January 2023 was a long-awaited month for some; people of Nanin and me including. The month entails a back-to-back implementation phase for 3 of our projects; Water for Nanin, Water and Education for Sasitamean, and Education for Wekeke. All three has its own tears and joy but as Nanin was my first implementation project, I will, go to more details about the later two on other opportunities!
It was my first month officially joining the organization and the journey somehow serves as a giant-happy-hands on welcoming remarks for me. Day 0: 9 Hour Long Car Ride and the Shadow of Bad Weather
My trip started on the third day of the new year. I took a 02.00 AM flight to Kupang that day, planning to have one spare day before our implementation journey starts on the 4th of January. I was the first of the Nanin Implementation Team to have reached Kupang—our meeting point. Of course, other than Kak (Indonesian term to call someone whose age is not much above us) Yacob, our field coordinator, and Kak Joy, our photographer, who happens to reside in Kupang.

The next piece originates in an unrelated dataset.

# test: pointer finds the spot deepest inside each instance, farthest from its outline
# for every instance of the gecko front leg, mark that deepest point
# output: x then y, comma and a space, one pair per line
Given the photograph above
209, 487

On the morning of the 4th, we promised to meet at the Kupang airport before we continue our trip together to Nanin. The implementation team consisted of the 8 of us; I, Kak Joy, Kak Yacob, Abi—the technical head of Solar Chapter, Enzo – President of Solar Chapter Vancouver, Om (Indonesian term to call an older man) Yoga—our local technical and field consultant, Mas (Javanese term to call man whose age is not much above us) Hafizh – technician from our vendor, and Mas Adib – also technician whose arrival will follow the next day.
The day started perfectly with a nice pre-trip Kupangnese meal, our drivers did mention that the drive will be long so we needed to fuel up first. The ride was estimated to be 6 hours long. Typically, it will not have to take as long, but due to current weather conditions, the shorter route was unable to be accessed.
The weather back then was not very friendly. Storms raged in the sea and high rainfall filled all over the East Nusa Tenggara area. Our shipping even got delayed and questions on the possibility of continuing the project were raised just days before the journey. But “let’s do this” took over the discussion and we all agreed to continue the project accordingly.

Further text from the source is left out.